I am trying to obtain the braid word for L6n1.
Using SnapPy with the following code
In[5]: L2=Link('L6n1')
In[6]: word2 = L2.braid_word(); word2
we obtain the output
Out[6]: [1, -2, 1, 2, -1, 2]
it is to say, the word is $$ {\sigma_{{1}}}{\sigma_{{2}}}^{-1}{\sigma_{{1}}}{\sigma_{{2}}}{\sigma_{{1}}}^{-1}{\sigma_{{2}}}$$
From other side in the paper https://arxiv.org/pdf/1104.5144.pdf
the braid word for L6n1 is given as
$$\sigma_{{1}}\sigma_{{2}}\sigma_{{1}}\sigma_{{2}}\sigma_{{1}}\sigma_{{2}} = (\sigma_{{1}}\sigma_{{2}})^ {3}$$
Then my question is: how to transform the first braid word in to the second braid word?
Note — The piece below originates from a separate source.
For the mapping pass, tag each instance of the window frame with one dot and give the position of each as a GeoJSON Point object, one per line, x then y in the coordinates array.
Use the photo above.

Those words don't represent the same element, so they cannot be transformed into each other. The reason is that they don't have the same exponent sum. The relation of the braid group $B_n$ are homogeneous, so any transformation using them keeps the exponent sum constant.
By homogeneous I mean that they have the same exponent sum at both sides, namely, if the generators are $\sigma_i$ ($i=1,\dots, n-1$) there are relations of the form $\sigma_i\sigma_j=\sigma_j\sigma_i$ (exponent sum equals 2 at both sides) and relations of the form $\sigma_i\sigma_{i+1}\sigma_i=\sigma_{i+1}\sigma_i\sigma_{i+1}$ (exponent sum equals 3 at both sides). For the case $n=3$, there are only relations of the second type.
As a side note, I checked that indeed your link is the same as the $B_3$ NUS Link in the paper, so it is probably a mistake of the writer (or the software, but I guess that's less likely).